Duration: up to 8 weeks for gastric and anastomotic ulcers; up to 6 weeks for duodenal ulcers.
 
 
[Gastroesophageal reflux disease (GERD)]:
(Treatment): Usual adult dose: 10 mg once daily; may be increased to 20 mg once daily depending on condition. Duration: up to 8 weeks.
For GERD inadequately controlled with a proton pump inhibitor (PPI): 10 mg or 20 mg twice daily for an additional 8 weeks. The 20 mg twice‑daily regimen is reserved for severe mucosal injury.
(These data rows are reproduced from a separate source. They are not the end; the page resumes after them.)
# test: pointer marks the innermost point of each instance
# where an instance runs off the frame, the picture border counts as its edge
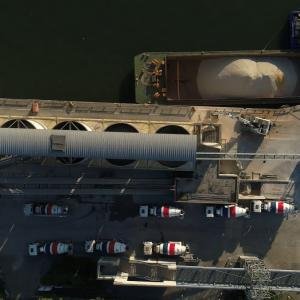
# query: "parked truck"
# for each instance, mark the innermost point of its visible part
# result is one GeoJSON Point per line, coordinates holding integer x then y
{"type": "Point", "coordinates": [50, 248]}
{"type": "Point", "coordinates": [45, 210]}
{"type": "Point", "coordinates": [160, 211]}
{"type": "Point", "coordinates": [165, 248]}
{"type": "Point", "coordinates": [105, 247]}
{"type": "Point", "coordinates": [254, 206]}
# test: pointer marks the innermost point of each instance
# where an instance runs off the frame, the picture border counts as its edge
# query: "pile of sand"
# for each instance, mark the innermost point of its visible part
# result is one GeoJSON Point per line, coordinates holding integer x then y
{"type": "Point", "coordinates": [229, 77]}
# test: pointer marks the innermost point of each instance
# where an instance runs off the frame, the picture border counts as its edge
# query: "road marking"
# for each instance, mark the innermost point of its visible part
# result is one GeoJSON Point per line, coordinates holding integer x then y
{"type": "Point", "coordinates": [3, 244]}
{"type": "Point", "coordinates": [11, 228]}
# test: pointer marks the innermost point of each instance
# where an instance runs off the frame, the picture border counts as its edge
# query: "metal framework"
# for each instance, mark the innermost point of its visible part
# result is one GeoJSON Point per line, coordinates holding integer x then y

(Maintenance therapy): For recurrent GERD, 10 mg once daily. For maintenance in GERD inadequately controlled by a PPI, 10 mg twice daily.
 
 
[Non‑erosive gastroesophageal reflux disease (NERD)]:
Usual adult dose: 10 mg once daily. Duration: up to 4 weeks.
 
 
]Prevention of recurrence of gastric or duodenal ulcers in patients receiving low‑dose aspirin]:
Usual adult dose: 5 mg once daily; if insufficient, 10 mg once daily.
 
 
[Adjunctive therapy for Helicobacter pylori eradication]:
Usual adult regimen: 10 mg twice daily concomitantly with amoxicillin hydrate and clarithromycin for 7 days. If eradication fails, 10 mg twice daily concomitantly with amoxicillin hydrate and metronidazole for 7 days.
 
Each tablet contains 10 mg of the active ingredient.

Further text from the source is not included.